Avec un drap mis à sécher, là sur un fil où une boule est posée en équilibre, une boule sans patte, qui ne remue pas, sauf sous l’effet du vent, et qui est un oiseau endormi, le cou dans les plumes, donc, avec seul un drap qui sèche, on peut faire vivre dans sa chair l’expérience poétique.
ça vaut également avec le moineau qui, s’ébattant, fait pleurer la branche après la pluie.
Je raffole de ces moments-là, juste une brèche qui fend le temps par la fenêtre, juste un regard qui ne s’explique pas, qui n’explique rien, un peu comme si le ciel dégringolait de son escalier et que dans sa chute il libérait notre corps… qui s’en trouve étonné.
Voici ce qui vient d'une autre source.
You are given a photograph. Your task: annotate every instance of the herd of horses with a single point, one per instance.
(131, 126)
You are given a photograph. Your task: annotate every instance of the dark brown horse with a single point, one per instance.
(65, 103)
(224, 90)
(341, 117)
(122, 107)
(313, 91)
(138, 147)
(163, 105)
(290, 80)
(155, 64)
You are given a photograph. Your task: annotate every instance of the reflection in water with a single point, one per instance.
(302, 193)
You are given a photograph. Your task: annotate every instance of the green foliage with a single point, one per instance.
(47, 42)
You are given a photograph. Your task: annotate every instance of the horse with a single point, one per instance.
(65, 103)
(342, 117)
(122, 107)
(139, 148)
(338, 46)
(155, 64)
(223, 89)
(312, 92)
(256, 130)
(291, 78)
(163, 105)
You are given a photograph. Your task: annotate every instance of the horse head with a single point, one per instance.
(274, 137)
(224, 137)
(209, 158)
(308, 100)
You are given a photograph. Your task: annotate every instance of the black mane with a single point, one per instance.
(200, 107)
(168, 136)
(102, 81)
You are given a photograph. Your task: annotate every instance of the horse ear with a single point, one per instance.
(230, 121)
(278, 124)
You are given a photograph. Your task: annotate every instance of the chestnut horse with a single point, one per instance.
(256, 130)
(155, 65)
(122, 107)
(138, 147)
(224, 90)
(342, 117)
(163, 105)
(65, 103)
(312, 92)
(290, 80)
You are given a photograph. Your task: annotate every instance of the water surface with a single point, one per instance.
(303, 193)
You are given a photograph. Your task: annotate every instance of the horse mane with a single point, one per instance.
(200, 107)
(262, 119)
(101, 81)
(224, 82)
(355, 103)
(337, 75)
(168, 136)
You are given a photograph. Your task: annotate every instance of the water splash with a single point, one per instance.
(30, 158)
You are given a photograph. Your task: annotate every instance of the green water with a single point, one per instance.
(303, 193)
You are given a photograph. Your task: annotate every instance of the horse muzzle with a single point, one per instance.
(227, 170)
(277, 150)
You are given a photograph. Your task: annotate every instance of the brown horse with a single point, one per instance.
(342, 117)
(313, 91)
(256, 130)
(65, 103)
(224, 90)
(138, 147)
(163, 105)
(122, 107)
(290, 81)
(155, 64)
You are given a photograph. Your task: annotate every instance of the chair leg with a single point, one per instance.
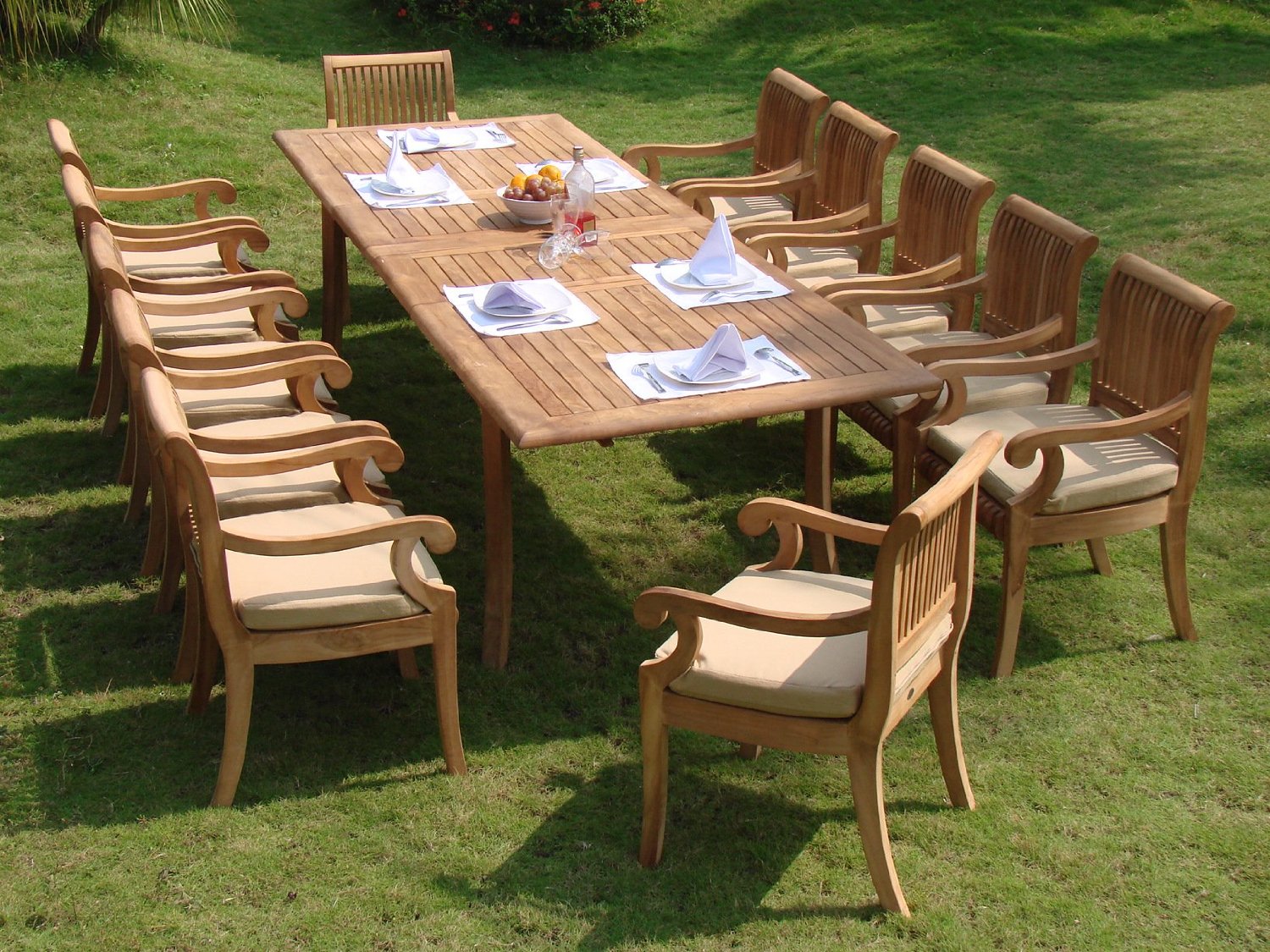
(406, 664)
(239, 685)
(1099, 555)
(1013, 568)
(655, 741)
(444, 670)
(865, 767)
(947, 723)
(1173, 555)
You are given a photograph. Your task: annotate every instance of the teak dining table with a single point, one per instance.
(556, 388)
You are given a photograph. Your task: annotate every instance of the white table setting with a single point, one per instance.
(724, 362)
(610, 175)
(403, 185)
(510, 307)
(450, 139)
(714, 276)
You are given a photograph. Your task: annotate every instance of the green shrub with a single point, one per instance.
(571, 25)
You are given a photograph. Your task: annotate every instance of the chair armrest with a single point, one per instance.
(187, 358)
(207, 286)
(202, 190)
(652, 152)
(1013, 343)
(296, 439)
(385, 452)
(1023, 448)
(925, 278)
(954, 373)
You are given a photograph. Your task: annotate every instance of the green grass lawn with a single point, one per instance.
(1122, 774)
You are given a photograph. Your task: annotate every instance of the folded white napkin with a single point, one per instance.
(715, 261)
(511, 297)
(724, 355)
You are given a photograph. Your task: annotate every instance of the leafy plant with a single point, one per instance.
(569, 25)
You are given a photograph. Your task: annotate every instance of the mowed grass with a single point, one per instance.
(1120, 773)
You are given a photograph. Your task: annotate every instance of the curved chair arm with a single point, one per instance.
(657, 604)
(954, 373)
(279, 442)
(972, 349)
(924, 278)
(1023, 448)
(122, 228)
(202, 190)
(187, 358)
(268, 278)
(764, 235)
(652, 152)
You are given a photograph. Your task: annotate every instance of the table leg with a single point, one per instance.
(497, 452)
(334, 281)
(818, 434)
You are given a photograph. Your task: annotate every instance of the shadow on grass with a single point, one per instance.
(726, 850)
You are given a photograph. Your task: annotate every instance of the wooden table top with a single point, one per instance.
(556, 388)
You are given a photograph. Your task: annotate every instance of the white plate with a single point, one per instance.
(386, 188)
(665, 367)
(554, 300)
(680, 277)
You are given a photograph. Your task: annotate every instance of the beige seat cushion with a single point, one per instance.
(781, 673)
(1095, 475)
(749, 210)
(352, 586)
(817, 267)
(197, 261)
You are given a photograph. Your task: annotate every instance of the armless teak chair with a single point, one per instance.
(1029, 292)
(389, 88)
(822, 663)
(1128, 459)
(934, 239)
(782, 144)
(304, 586)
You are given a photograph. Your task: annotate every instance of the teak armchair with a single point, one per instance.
(1029, 292)
(934, 240)
(845, 192)
(782, 144)
(304, 586)
(1128, 459)
(822, 663)
(389, 88)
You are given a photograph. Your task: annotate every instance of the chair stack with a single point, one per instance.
(272, 503)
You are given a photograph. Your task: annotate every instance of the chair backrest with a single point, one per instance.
(1158, 333)
(1033, 273)
(940, 201)
(785, 124)
(389, 88)
(64, 145)
(925, 573)
(850, 162)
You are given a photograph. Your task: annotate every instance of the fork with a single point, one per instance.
(642, 370)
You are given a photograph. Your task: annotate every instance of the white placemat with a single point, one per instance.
(464, 299)
(488, 136)
(616, 178)
(769, 366)
(764, 287)
(362, 185)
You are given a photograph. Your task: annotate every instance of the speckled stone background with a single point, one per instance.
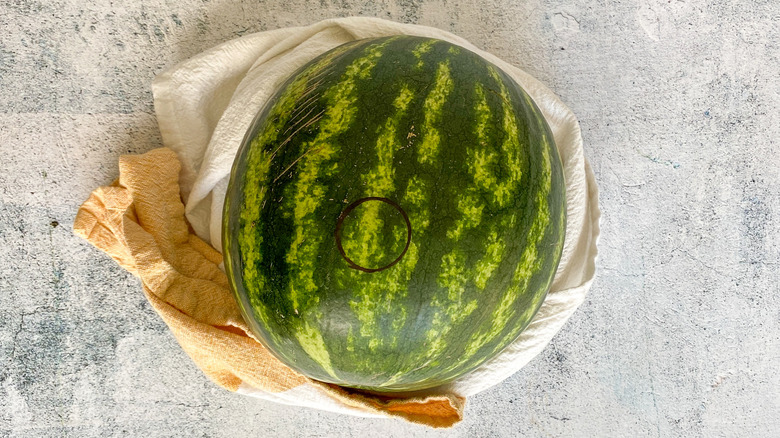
(678, 102)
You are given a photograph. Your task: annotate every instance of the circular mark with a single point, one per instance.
(346, 213)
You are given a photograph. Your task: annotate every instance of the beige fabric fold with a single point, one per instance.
(139, 222)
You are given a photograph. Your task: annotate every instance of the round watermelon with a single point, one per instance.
(395, 215)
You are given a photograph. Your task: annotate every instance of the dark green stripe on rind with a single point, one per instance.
(462, 150)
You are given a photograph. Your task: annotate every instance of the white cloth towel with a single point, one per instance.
(206, 104)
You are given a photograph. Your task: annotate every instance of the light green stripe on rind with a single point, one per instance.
(434, 103)
(530, 262)
(255, 182)
(318, 159)
(377, 291)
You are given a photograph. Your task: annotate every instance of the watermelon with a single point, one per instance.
(395, 215)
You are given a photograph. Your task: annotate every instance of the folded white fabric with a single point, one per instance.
(206, 104)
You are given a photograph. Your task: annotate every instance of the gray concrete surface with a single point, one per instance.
(678, 101)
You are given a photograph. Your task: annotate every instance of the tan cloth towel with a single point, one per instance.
(139, 221)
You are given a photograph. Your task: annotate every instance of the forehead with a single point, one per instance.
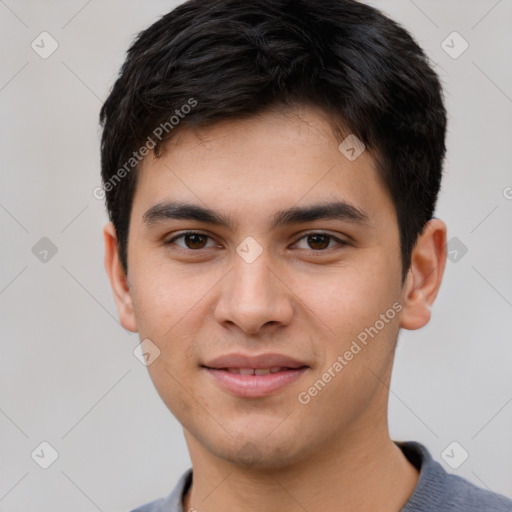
(259, 164)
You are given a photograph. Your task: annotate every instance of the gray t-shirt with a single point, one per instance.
(436, 490)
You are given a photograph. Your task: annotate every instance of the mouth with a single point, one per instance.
(254, 377)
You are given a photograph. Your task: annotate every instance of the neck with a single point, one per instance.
(363, 471)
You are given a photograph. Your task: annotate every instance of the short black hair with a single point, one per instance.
(213, 60)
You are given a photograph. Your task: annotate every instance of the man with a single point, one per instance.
(271, 170)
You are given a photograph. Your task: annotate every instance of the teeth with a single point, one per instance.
(252, 371)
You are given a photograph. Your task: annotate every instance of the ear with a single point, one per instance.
(428, 261)
(118, 279)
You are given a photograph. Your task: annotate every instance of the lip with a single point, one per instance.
(254, 386)
(257, 361)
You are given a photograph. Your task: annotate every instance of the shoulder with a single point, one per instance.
(440, 491)
(173, 502)
(461, 494)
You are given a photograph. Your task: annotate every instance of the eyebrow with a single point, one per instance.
(337, 210)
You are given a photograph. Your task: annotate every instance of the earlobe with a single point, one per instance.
(428, 261)
(118, 280)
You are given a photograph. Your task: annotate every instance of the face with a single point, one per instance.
(307, 286)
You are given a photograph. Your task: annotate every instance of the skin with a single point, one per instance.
(298, 298)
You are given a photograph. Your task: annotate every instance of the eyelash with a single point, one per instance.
(312, 233)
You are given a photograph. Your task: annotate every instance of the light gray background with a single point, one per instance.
(67, 372)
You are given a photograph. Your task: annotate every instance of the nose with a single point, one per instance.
(254, 297)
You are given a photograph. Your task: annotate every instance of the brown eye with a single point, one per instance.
(318, 242)
(191, 240)
(195, 241)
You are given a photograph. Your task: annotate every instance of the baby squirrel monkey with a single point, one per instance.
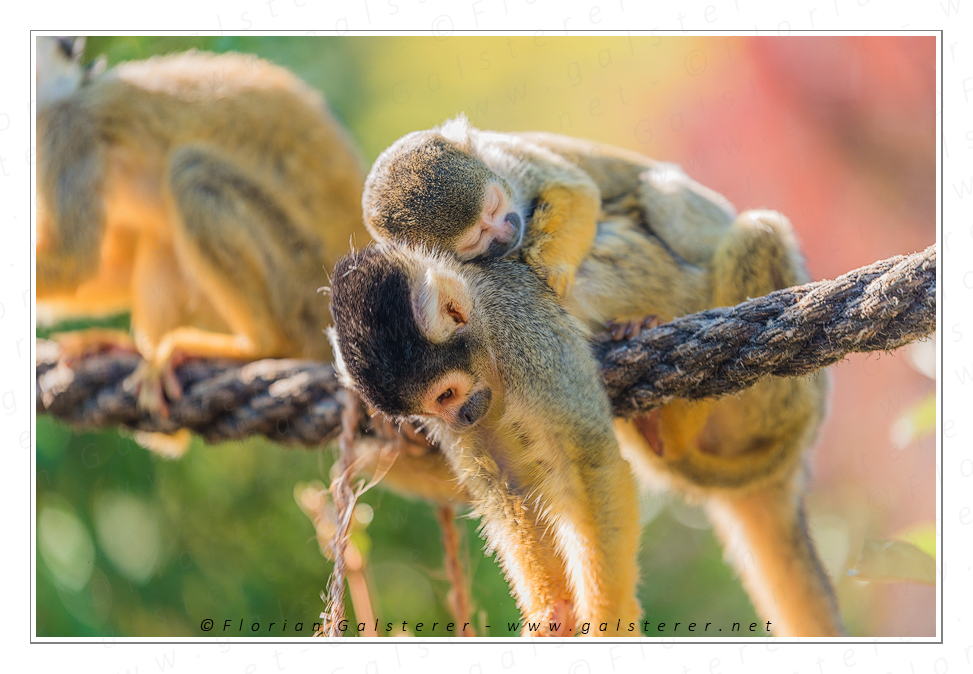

Le linge étendu dans l’herbe, c’est un rituel qui remonte à mon enfance, à la maison qui n‘est pas celle de mes racines mais que j’appelle toutefois «ma terre» et que désormais s’arrachent les fourmis et les taupes, et d’où s’échappent parfois des fleurs, jamais semées, aussi entêtées que des graines de résistance.
J’ai ainsi appris à nommer les fleurs. Et tous les arbres, et tous les silences souterrains.
Et j’ai fabriqué un petit sac en toile de jute, où garder brindilles et feuilles, comme un herbier nomade, avec des pétales cousus dessus et fermé par une épingle à nourrice (aussi appelée, en moins joli, épingle de sûreté).
En tout cas, quand le linge était étendu, ça signifiait le retour d’un mai doux. Avec du vert partout.
Je dévalais le pré comme sur une neige, en glissade. J’ai gardé le goût de la chlorophylle, je mange le paysage.
Il paraît que tous les paysages ont une histoire, et qu’elle est comestible. Moi, je n’arpente pas les chemins buissonniers comme une assiette, c’est le vert qui pâture dans ma tête.
Et le vert, c’est mieux qu’une couleur, ça dit aussi le mouvement. Depuis Aristote, et son apprentissage péripatéticien, on sait l’influence du pied vagabond sur l’esprit. Et sur la santé créative.
Des marcheurs nouveaux sont nés, pour se soustraire au gris du confinement. Et des créateurs aussi, tant il est vrai – ou s’il est vrai – que «marcher, c’est créer». Au demeurant, le propre de la culture, c’est d’être en marche. Et donc, elle n’a jamais été à l’arrêt, la culture. C’est son exploitation qui l’a été, et qui l’est encore peu ou prou, c’est sa monstration publique, pour cause de spectateurs empêchés, pris en otage.
Et la culture, qui n’a jamais cessé de travailler, de faire pousser l’herbe… dans ce monde qui attend de nos désirs qu’ils soient autrement satisfaits qu’en un clic.